Очевидно, предвидели это и правящие классы Германии. «Ужас» русского примера стоял у них перед глазами. Срочно было создано новое правительство, возглавленное принцем Максом Баденским. Декорации сменились, но сюжет остался прежний. Обман продолжался: в псевдодемократическое правительство для виду были введены два социал-демократа — Эберт и Шейдеман.
Негодуя, Либкнехт писал из тюрьмы, обращаясь к германскому пролетариату: «Позволите ли вы провести себя? Русские рабочие совершенно правильно поступили, прогнав псевдосоциалиста Керенского ко всем чертям. Последуйте же их примеру!»
В растерянности думало новое правительство о том, как изменить политику, как сделать ее более гибкой, чтобы задержать надвигающуюся гибель.
Так возник приказ о политической амнистии.
До Софьи Либкнехт дошли слухи, будто в правительстве идут споры — распространять амнистию и на Карла Либкнехта или оставить его досиживать свой срок. Слышала она, будто склонились к тому, чтобы заменить ему каторжную тюрьму строгим домашним режимом.
Воспрянув духом, она написала мужу о возможности скорого освобождения.
«Твоя надежда на «освобождение» мне мало улыбается, — ответил он, — тебе хорошо известно, что я всегда посылал к чертям все, что похоже на амнистию, и что мне ненавистен поднимаемый в таких случаях шум. Или все, или ничего… будь стойкой, сильной и гордой; пусть будут враги вдесятеро многочисленней и опасней, мы все же будем вместе…»
И он продолжал свою работу — шифрованные или нешифрованные, тайком пересланные на волю воззвания, письма, обращения, в которых за последнее время он все чаще и настойчивей убеждал: наступила пора действовать, действовать и действовать! Так, как это сделали русские пролетарии.
Он писал об этом иносказательно в каждом письме к жене, зная, что она передаст его слова товарищам. И дважды она уже напоминала ему: все уже всё давно поняли, она давно передала все его требования, пусть перестанет беспокоиться.
«Ты мне выговариваешь, что я повторяю все одно и то же… — ответил он, — это настойчивые удары молота, пока гвоздь не будет крепко забит. Это — удары топора, пока дерево не упадет. Это — стук до тех пор, пока спящие не проснутся. Это — удары кнута, пока ленивые и трусы не восстанут и не начнут действовать…»
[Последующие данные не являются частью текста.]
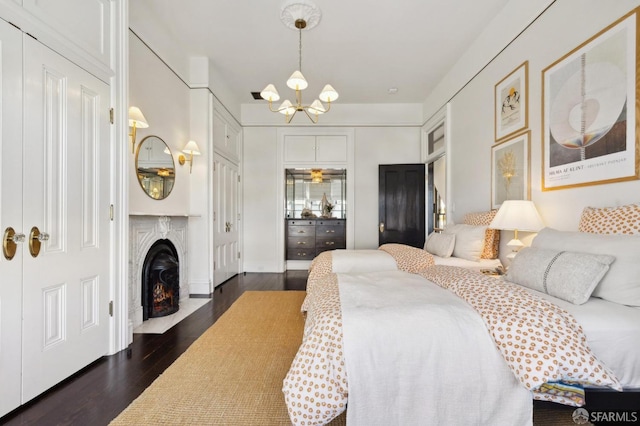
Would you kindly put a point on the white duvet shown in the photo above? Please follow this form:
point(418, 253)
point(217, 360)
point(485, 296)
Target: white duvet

Лучше чем кто-либо другой знал он, как трудно сдвинуть с мертвой точки руководителей германского рабочего движения, как необорима их инертность и боязнь «крутых мер». Все свои надежды возлагал он исключительно на спартаковцев, на то, что они сыграют роль топора и кнута в партии «независим-цев».
То было его последнее письмо из тюрьмы. То было вообще его последнее письмо…
Он еще планировал свои дальнейшие свидания с женой и с родными; он еще расписывал, когда и кому сможет послать весточку в положенные тюремным кодексом дни; он еще размышлял, не снять ли жене комнату в Люкау, чтобы быть им поближе друг к Другу; он еще считал, сколько осталось до 3 ноября 1920 года.
А его уже ждала свобода. Недолгая, но такая бурная, такая полнокровная и насыщенная, что предложили бы ему на выбор —
В правительстве и в самом деле шли дебаты — подвести под амнистию Либкнехта или не подводить? И, как ни странно, не кто другой, как Филипп Шейдеман, дал совет рейхсканцлеру принцу Баденскому освободить Либкнехта.
Странно? Нет, дальновидно. Шейдеман лучше других членов правительства видел неотвратимое приближение революции. В стране свирепствовал голод, германский пролетариат вплотную подошел к идеям русского переворота, война потерпела крах — надо было бросить народу «кус». Либкнехт-мученик, Либкнехт-каторжник был при такой обстановке куда более опасен, чем Либкнехт, находящийся на воле.
Шейдеман пояснил свою позицию, ничего не скрывая от коллег: если Либкнехт будет опасен отечеству, что мешает нам снова изолировать его?.. Если же Либкнехт останется в заключении, для миллионов рабочих амнистия превратится в ничто. И,незачем ее было затевать!
Совет Шейдемана показался разумным. Такой «кус», брошенный разгневанному народу, стоил многого. Приказ об освобождении Карла был подписан. Он получил свободу — не из рук правительства: из рук немецкого народа.
Утро последнего дня — 23 октября — началось как обычно: гимнастика, холодное обтирание, бумажные кульки. Приказ, подписанный накануне, до Люкау еще не дошел.
В 10 часов утра Софья Либкнехт с сыном Робертом — Веры и Гельми не было в Берлине, — с тремя близкими друзьями вышли из поезда на вокзале Люкау. Счастливая, ликующая, она почти бежала по улицам городка, и все ей казалось, что остальные идут слишком медленно.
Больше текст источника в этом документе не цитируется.